Testamente, die nicht eindeutig verfasst sind, müssen ausgelegt werden. Bei Testamenten versucht man gem. § 133 BGB immer zu ermitteln, was der wahre Wille des Erblassers war, als er das Testament geschrieben hat. Darauf, wie man das Testament hätte möglicherweise als Dritter verstehen können, kommt es bei Testamenten gerade nicht an. Bei der Auslegung nach § 133 BGB kommt es auch nicht auf die Verwendung bestimmter juristischer Fachbegriffe an, denn juristische Laien können rechtlichen Begriffen mitunter eine ganz andere Bedeutung zuwenden, als sie eigentlich haben.

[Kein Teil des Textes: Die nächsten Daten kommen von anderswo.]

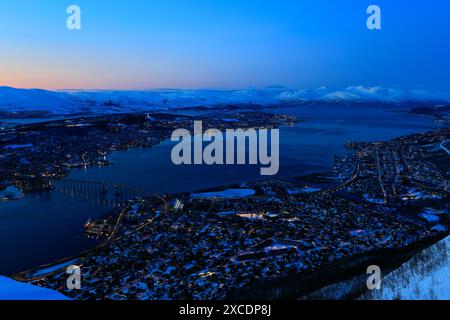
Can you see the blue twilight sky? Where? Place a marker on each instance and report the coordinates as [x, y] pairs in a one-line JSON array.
[[224, 44]]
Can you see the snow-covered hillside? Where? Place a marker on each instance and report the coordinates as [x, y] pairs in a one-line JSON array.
[[425, 277], [103, 101], [13, 290]]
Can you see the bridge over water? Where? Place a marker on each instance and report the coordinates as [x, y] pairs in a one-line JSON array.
[[111, 195]]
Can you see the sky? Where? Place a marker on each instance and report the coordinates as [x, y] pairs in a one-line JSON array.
[[143, 44]]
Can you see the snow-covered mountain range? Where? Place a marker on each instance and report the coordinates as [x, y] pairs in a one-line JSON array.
[[104, 101]]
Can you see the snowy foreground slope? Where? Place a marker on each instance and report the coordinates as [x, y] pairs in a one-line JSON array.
[[425, 277], [109, 101], [13, 290]]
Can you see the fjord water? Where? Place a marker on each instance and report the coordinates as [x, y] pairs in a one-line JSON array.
[[45, 227]]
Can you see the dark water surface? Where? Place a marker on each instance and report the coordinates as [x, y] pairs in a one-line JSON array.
[[45, 227]]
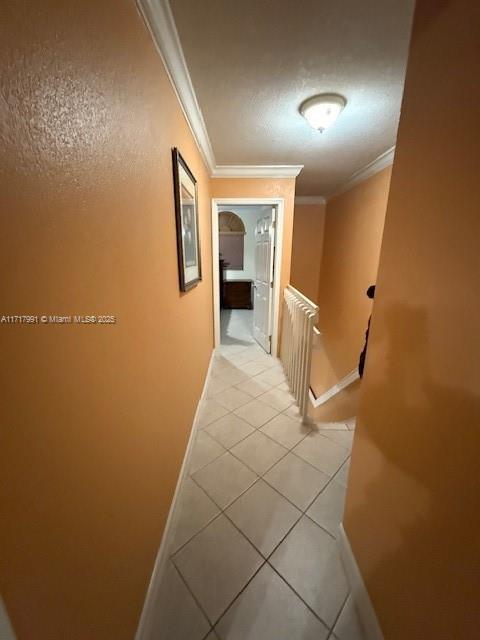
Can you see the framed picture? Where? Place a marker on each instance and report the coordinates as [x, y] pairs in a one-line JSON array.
[[186, 214]]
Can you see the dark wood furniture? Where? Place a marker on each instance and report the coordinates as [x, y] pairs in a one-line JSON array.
[[237, 294]]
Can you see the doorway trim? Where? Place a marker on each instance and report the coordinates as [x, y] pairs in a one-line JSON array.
[[279, 203]]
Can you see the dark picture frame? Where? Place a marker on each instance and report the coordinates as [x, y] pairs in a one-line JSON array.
[[186, 217]]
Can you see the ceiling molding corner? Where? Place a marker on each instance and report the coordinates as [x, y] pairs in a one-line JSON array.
[[161, 24], [257, 171], [310, 200], [384, 160]]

Auslegung zugunsten der Wirksamkeit
Das Gericht kam zunächst zu dem Ergebnis, dass es sich bei dem Schriftstück nicht nur um eine Schenkung, sondern um ein Testament handelt. Es verweist in diesem Zusammenhang auf § 2084 BGB. Hierbei handelt es sich um eine Auslegungsregel für Testamente zugunsten der Wirksamkeit. Demnach ist nämlich bei Zweifeln immer die Auslegung vorzuziehen, bei welcher die Verfügung Erfolg haben kann. Zwar war das Schriftstück des Erblassers ausdrücklich eher als Schenkung formuliert, entscheidend war aber hier, dass eine Schenkung auf diese Weise nicht rechtswirksam gewesen wäre – sie hätte notariell beurkundet werden müssen. Das Gericht kam aber zum Ergebnis, dass der Erblasser zumindest gewollt hatte, dass der Freund tatsächlich den Hausteil bei seinem Tod bekommt und deutete das Schriftstück deshalb als Testament.

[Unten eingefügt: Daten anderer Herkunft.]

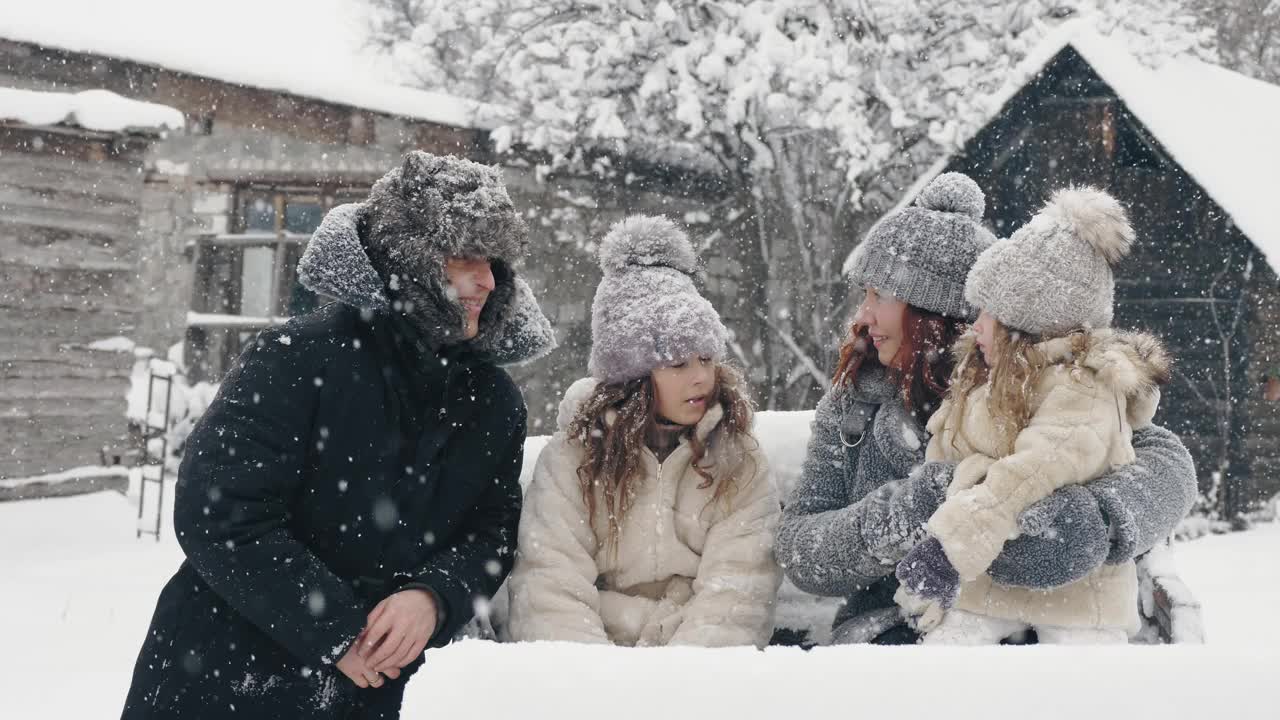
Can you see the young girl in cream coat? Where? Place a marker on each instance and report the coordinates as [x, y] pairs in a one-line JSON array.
[[1043, 396], [650, 516]]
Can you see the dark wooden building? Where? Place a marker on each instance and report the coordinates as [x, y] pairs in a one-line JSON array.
[[1192, 150], [220, 210], [71, 254]]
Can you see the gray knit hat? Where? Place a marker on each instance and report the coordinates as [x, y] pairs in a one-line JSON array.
[[1054, 274], [647, 311], [923, 253]]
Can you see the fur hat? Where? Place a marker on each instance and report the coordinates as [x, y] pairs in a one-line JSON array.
[[388, 254], [647, 310], [1054, 274], [922, 254]]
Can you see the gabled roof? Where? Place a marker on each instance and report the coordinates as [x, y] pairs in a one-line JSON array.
[[1223, 128], [306, 48], [92, 109]]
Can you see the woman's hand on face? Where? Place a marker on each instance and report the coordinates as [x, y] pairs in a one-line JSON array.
[[398, 630]]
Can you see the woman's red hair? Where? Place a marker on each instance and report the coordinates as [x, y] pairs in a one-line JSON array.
[[922, 367]]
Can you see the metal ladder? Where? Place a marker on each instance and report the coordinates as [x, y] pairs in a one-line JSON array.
[[150, 431]]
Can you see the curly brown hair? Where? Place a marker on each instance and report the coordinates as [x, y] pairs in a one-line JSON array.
[[1011, 381], [612, 425]]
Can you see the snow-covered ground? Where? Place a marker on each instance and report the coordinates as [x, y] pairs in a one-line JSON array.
[[78, 588]]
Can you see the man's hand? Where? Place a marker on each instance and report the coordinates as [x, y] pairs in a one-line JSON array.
[[398, 630], [355, 668]]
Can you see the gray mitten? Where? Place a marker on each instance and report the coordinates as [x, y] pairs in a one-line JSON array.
[[1064, 538], [926, 572], [900, 510]]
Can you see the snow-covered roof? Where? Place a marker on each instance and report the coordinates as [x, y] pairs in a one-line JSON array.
[[92, 109], [1219, 126], [307, 48]]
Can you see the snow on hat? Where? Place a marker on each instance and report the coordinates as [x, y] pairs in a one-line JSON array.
[[647, 311], [923, 253], [1054, 274]]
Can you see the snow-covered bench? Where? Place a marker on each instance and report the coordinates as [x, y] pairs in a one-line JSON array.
[[1169, 610]]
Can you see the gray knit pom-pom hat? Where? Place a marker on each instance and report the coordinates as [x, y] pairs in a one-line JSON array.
[[1054, 274], [922, 254], [647, 311]]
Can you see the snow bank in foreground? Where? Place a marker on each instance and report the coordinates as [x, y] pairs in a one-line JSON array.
[[94, 109], [566, 680], [78, 591]]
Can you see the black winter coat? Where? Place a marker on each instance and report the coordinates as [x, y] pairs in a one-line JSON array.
[[336, 465]]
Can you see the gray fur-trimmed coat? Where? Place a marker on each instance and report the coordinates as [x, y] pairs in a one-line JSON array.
[[865, 493]]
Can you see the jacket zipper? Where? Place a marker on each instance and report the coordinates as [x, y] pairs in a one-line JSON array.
[[657, 520]]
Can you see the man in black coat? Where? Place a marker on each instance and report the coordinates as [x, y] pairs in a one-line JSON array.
[[353, 490]]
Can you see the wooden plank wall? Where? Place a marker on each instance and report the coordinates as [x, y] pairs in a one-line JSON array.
[[69, 206]]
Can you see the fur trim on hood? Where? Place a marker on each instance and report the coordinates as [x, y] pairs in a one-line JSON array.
[[336, 264], [1133, 364]]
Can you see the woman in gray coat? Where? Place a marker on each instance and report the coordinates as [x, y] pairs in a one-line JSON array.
[[865, 491]]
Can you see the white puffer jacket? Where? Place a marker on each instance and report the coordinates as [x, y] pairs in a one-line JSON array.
[[685, 570]]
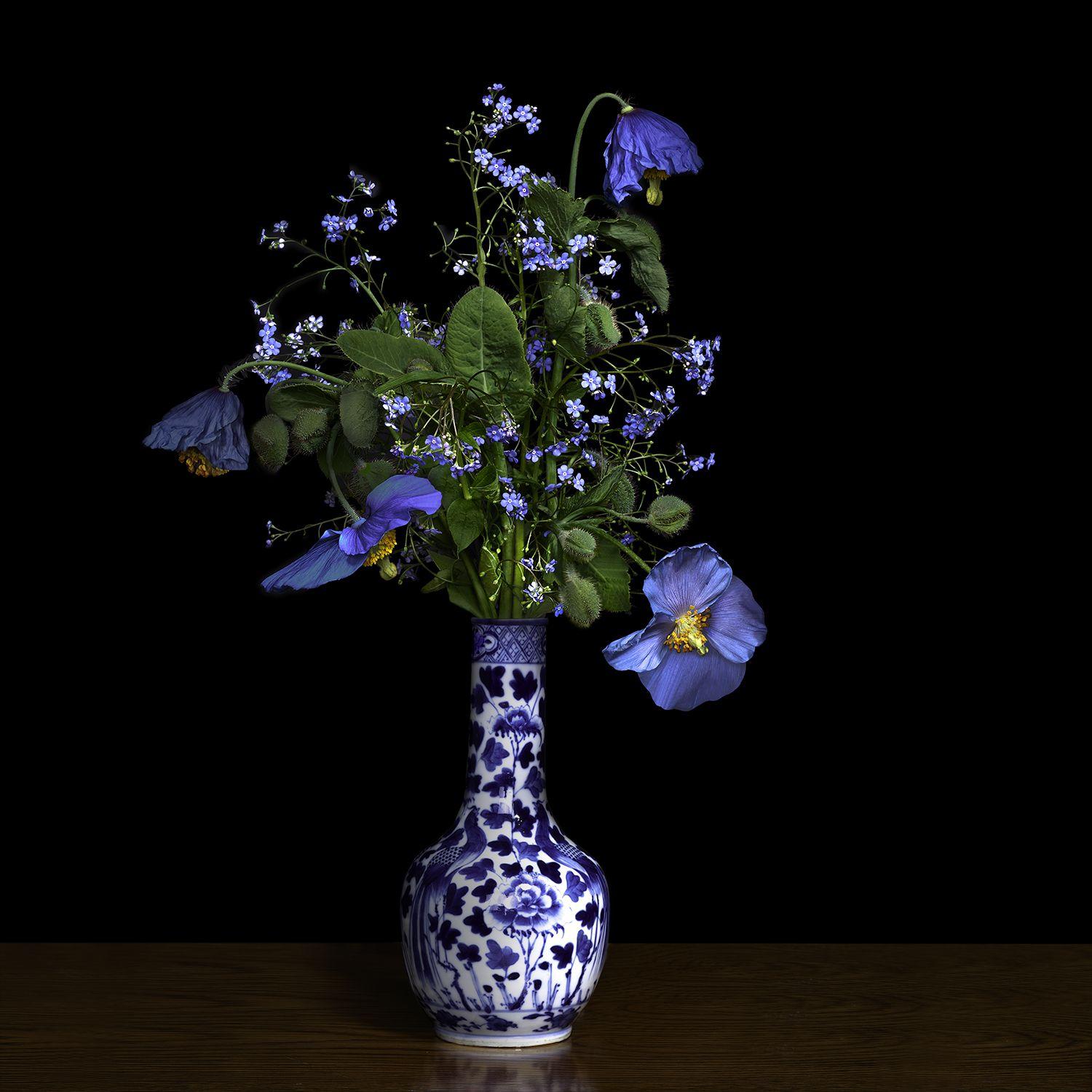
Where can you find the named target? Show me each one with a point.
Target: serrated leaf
(561, 212)
(360, 415)
(288, 397)
(484, 347)
(389, 355)
(565, 323)
(270, 440)
(609, 572)
(465, 522)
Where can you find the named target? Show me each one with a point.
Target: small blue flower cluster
(698, 357)
(505, 114)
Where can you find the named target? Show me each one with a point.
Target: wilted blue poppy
(705, 628)
(646, 146)
(207, 430)
(338, 555)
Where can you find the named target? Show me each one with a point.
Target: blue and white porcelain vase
(504, 921)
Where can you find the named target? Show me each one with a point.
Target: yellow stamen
(687, 633)
(653, 194)
(197, 463)
(381, 550)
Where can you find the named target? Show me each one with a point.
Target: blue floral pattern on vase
(504, 921)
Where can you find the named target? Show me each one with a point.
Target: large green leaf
(641, 244)
(288, 397)
(483, 345)
(389, 355)
(465, 522)
(565, 321)
(360, 415)
(561, 213)
(609, 572)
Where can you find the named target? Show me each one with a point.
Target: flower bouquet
(505, 451)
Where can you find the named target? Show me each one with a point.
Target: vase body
(504, 919)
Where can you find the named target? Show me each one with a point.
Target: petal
(323, 563)
(197, 422)
(395, 500)
(736, 622)
(688, 577)
(644, 650)
(358, 539)
(685, 679)
(655, 141)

Erbschaft angenommen trotz Einzelzuwendung
Das Oberlandesgericht warf dann noch die Frage auf, ob der Erblasser seinem Freund den Hausteil nur als Vermächtnis zuwenden wollte oder ob er ihn zum Alleinerben einsetzen wollte. Denn in aller Regel, so besagt auch das Gesetz, handelt es sich bei Zuwendungen von einzelnen Gegenständen im Zweifel um ein Vermächtnis und nicht um eine Erbeinsetzung. Da der Erblasser bis auf den Hausteil allerdings kein wesentliches Vermögen hatte, kam das Oberlandesgericht zu dem Entschluss, dass der Erblasser auch wollte, dass er Gesamtrechtsnachfolger, also Erbe wird. Hätte das Oberlandesgericht dies nicht so gesehen, dann wäre der Sohn Erbe geworden und der Freund hätte die Übereignung des Hausteils von ihm einfordern müssen. Leer geht der Sohn dennoch nicht aus, denn er hat nun Anspruch auf seinen Pflichtteil. Ihm steht ein erheblicher Geldbetrag in Höhe der Hälfte des Vermögens seines Vaters zu. Man kann davon ausgehen, dass der Freund diesen Betrag an den Sohn auszahlen muss.